At high mass, an hour later, villagers saw a fine lady--a Second Lake lady, they shrewdly fancied from the carriage that brought her--kneeling among them in a pew close to the altar, and quite oblivious of those about her, kneeling, too, at times when they stood or sat; kneeling often with her face--which they thought pretty--hidden in her hands as if it somehow had offended; kneeling from the credo until the stragglers in the vestibule and about the church door began to slip away from the last gospel. There was an unusual stir about the church because it was a confirmation Sunday and an archbishop, a white-haired man who had once been in charge of the little Sunbury parish himself, was present.

Alice followed the last of the congregation out of the door and into the village sunshine. She looked up and down the country road for her horses but none were in sight. Below the church where the farmers' rigs stood, a big motor-car watched by village boys was waiting. They knew that the car, with its black and olive trimmings, was from The Towers because they were familiar with the livery of the villa grooms.

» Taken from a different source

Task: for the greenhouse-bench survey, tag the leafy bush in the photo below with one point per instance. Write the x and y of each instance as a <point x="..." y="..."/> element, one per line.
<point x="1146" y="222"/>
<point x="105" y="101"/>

Their curiosity was rewarded when they saw the fine lady come out of the church. The instant she appeared a great gentleman stepped from the black tonneau and, lifting his hat very high, hastened across the muddy road to greet her--certainly she made a picture as she stood on the church steps in her tan pongee gown with her brown hair curling under a rose-wreathed Leghorn hat.

Her heart gave a frightened jump when she saw who was coming. But when the gentleman spoke, his voice was so quiet that even those loitering near could not hear his words. There was some discussion between the two. His slight gestures as they talked, seemed to indicate something of explanation and something of defence. Then a suggestion of urgency appeared in his manner. The fine lady resisted.

From under her pongee parasol she looked longingly up the road and down for her horses, but for a while no horses came. At last a carriage looking like her own did come down the lake road and she hoped for a moment. Then as the carriage drove rapidly past her face fell.

The great gentleman indicated his annoyance at the insolent mud that spattered from the carriage wheel by a look, but he kept quite near to the fine lady and his eyes fell very kindly on her pink cheeks. Her carriage did not come even after they had gone to his car and seated themselves in the tonneau to await it. He was too clever to hurry her. He allowed her to wait until she saw her case was quite hopeless, then she told him he might drive her home.

"I came," he explained, answering an annoyed note in a second question that she asked, "because I understood you were going to church----"

"But I did not say I was."

"I must have dreamed it."

Brice, sitting at the wheel in front of them, smiled--but only within his heart--when this came to his ears; because it was Brice who had been asked during the morning where Mrs. MacBirney was and Brice who had reported. He was senior to Peters, senior to all the Second Lake coachmen and chauffeurs, and usually found out whatever he wanted to find out.